Mark 1:35-39

35 Very early in the morning, while it was still dark, Jesus got up, left the house and went off to a solitary place, where he prayed. 36 Simon and his companions went to look for him, 37 and when they found him, they exclaimed: “Everyone is looking for you!”

38 Jesus replied, “Let us go somewhere else—to the nearby villages—so I can preach there also.
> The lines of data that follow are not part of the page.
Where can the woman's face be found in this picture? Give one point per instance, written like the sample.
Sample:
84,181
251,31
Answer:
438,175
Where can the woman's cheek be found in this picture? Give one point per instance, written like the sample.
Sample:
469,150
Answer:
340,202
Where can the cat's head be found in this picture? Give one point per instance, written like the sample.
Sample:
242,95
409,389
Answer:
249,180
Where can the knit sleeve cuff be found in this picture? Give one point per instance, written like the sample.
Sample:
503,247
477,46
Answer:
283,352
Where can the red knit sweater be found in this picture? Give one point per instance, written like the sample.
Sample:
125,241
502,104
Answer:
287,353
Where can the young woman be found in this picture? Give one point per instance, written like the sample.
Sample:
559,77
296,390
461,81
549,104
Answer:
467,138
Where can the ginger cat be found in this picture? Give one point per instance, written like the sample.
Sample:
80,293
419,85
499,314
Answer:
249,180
That is why I have come.” 39 So he traveled throughout Galilee, preaching in their synagogues and driving out demons.


There is more than meets the eye in this handful of verses.  We have a small window into the details of Jesus' prayer life that can be instructive for our own time of prayer.  Four verbs describe Jesus actions to spend time with the Father.  Each underscores that this time was sacred, set apart.  Ironically, this comes on the heels of a busy day where Jesus healed many.  Many of us would feel less inclined to get up early following such a day.  But Jesus knows that the overflow of His  relationship with the Father would be the wellspring of his ministry in the coming day.  
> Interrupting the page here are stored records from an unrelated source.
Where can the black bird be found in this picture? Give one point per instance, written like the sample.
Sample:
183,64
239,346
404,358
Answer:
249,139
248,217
Jesus removes himself from external noise and influences to find the stillness and quiet of being in the Father's presence.  This early morning time leads directly to a clear decision about how he would spend his time and resources in the day ahead.  Rather than returning to the crowds of the previous day, Jesus, counterintuitively decides to head the opposite direction.

Removing ourselves regularly from things that compete for our attention to be alone with the Father is the key to living our lives with purpose.  It is in the quiet of God's shadow,  that we remember why we are here.  We remember that it is His agenda, not ours that moves us forward.


What keeps you from finding a regular time and place to be still and alone with the Father?


Father, I confess that I am moved far too often by the noise and chatter around me, seeking to live up to the expectations of others.  In these moments, I rationalize that the pragmatic choice is the best choice.  Teach me to bend my ear attentively to the stillness that persuades me otherwise.